New York City Mayor Zohran Mamdani broke with decades of political custom on Sunday by declining to attend the annual Israel Day parade, citing his sustained support for Palestinian rights. The decision marks a clear departure from the routine presence of municipal and state leaders at the Fifth Avenue gathering, which draws thousands of participants annually.
Elected officials across New York and beyond have traditionally treated the parade as a mandatory stop on the political calendar. Governors, citywide officeholders, and successive mayors routinely march alongside flag-waving crowds to mark the 1948 founding of Israel. Mamdani’s absence severs that unbroken chain of executive participation.
The mayor addressed his decision and his broader foreign-policy stance at a news conference on Thursday. He characterized the boycott as a direct extension of his campaign platform rather than a sudden administrative shift.
“I said on the campaign trail that I wouldn’t be attending the parade, and I’ve made my views on the Israeli government abundantly clear,” Mamdani said.
Mamdani’s office underscored its alignment with Palestinian narratives just two weeks prior to the parade. The administration released a video commemorating the Nakba, an Arabic word translating to “catastrophe.” The term is widely used in historical and political discourse to describe the displacement of an estimated 700,000 Palestinians during the 1948 Arab-Israeli war that immediately followed Israel’s establishment.
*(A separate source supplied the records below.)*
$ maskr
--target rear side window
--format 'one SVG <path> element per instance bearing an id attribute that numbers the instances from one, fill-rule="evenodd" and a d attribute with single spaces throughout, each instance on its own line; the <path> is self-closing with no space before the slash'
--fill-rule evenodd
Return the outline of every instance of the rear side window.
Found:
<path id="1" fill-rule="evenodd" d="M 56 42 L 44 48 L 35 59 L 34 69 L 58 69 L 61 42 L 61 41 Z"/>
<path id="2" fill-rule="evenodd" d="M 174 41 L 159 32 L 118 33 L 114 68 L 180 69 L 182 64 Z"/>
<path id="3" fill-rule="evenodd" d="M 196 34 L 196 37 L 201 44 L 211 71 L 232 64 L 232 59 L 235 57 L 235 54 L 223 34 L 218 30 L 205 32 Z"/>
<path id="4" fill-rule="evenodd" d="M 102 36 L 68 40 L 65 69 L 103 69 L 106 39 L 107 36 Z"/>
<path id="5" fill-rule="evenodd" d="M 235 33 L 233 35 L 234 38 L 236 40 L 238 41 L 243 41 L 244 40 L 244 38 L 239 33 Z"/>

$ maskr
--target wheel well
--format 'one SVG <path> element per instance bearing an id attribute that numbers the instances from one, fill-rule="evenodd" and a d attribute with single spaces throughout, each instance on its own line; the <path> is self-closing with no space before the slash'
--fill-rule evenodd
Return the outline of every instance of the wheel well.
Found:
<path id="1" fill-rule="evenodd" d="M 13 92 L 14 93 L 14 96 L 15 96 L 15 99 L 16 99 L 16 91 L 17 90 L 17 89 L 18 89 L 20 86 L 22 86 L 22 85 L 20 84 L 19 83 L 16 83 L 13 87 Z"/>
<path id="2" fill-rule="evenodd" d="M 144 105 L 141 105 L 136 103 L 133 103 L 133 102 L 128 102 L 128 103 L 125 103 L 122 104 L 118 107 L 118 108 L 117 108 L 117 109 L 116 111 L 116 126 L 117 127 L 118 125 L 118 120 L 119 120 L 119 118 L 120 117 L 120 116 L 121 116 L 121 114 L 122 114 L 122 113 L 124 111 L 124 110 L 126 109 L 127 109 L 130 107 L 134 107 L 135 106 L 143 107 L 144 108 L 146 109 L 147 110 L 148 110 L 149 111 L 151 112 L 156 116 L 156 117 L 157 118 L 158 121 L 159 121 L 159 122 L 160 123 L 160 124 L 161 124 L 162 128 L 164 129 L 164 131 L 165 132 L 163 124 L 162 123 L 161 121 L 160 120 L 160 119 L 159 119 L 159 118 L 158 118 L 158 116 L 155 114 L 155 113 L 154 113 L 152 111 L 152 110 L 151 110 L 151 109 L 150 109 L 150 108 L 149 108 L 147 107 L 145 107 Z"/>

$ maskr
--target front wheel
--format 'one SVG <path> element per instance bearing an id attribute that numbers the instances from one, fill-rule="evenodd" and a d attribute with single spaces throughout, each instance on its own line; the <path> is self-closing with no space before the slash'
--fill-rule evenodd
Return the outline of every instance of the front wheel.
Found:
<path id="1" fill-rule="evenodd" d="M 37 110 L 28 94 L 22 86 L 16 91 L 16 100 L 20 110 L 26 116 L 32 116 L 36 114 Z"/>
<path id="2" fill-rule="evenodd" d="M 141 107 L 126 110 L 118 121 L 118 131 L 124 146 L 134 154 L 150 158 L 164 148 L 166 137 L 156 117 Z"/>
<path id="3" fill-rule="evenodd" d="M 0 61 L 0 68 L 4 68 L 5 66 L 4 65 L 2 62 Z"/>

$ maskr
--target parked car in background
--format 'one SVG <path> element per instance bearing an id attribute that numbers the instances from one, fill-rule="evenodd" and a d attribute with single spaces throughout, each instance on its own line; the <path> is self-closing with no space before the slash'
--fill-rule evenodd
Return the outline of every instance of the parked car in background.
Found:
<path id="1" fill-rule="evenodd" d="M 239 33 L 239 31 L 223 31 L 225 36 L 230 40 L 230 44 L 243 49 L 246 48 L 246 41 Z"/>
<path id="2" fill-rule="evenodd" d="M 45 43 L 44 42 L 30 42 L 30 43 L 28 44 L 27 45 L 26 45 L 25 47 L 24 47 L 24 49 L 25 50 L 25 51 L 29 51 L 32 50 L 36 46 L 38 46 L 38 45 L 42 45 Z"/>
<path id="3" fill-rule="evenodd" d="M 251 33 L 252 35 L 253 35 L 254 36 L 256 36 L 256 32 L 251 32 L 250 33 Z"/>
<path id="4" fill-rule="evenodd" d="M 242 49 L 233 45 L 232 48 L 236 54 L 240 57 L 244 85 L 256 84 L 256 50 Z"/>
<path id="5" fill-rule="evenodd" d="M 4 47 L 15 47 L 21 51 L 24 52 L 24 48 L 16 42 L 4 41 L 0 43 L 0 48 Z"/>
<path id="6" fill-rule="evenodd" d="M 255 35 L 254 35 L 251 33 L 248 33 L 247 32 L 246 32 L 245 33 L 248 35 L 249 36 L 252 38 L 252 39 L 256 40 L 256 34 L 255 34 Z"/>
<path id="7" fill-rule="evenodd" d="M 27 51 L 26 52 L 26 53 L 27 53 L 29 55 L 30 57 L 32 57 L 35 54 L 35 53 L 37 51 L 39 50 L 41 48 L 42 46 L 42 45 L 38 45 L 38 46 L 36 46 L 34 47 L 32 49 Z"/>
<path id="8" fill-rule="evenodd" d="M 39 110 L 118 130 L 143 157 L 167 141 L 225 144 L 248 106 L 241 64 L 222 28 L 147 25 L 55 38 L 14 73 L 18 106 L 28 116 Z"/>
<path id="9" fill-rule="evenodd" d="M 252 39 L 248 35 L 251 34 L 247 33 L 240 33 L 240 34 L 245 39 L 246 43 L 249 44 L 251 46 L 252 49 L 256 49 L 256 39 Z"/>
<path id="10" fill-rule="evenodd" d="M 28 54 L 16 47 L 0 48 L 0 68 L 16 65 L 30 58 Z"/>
The mayor’s stance introduces a distinct dynamic to how New York City’s executive branch engages with a deeply polarized geopolitical issue. Previous administrations typically balanced the parade’s attendance with broader diplomatic messaging, while the Mamdani administration has opted to prioritize public commemoration of Palestinian displacement and explicit criticism of Israeli state policy over the traditional show of solidarity.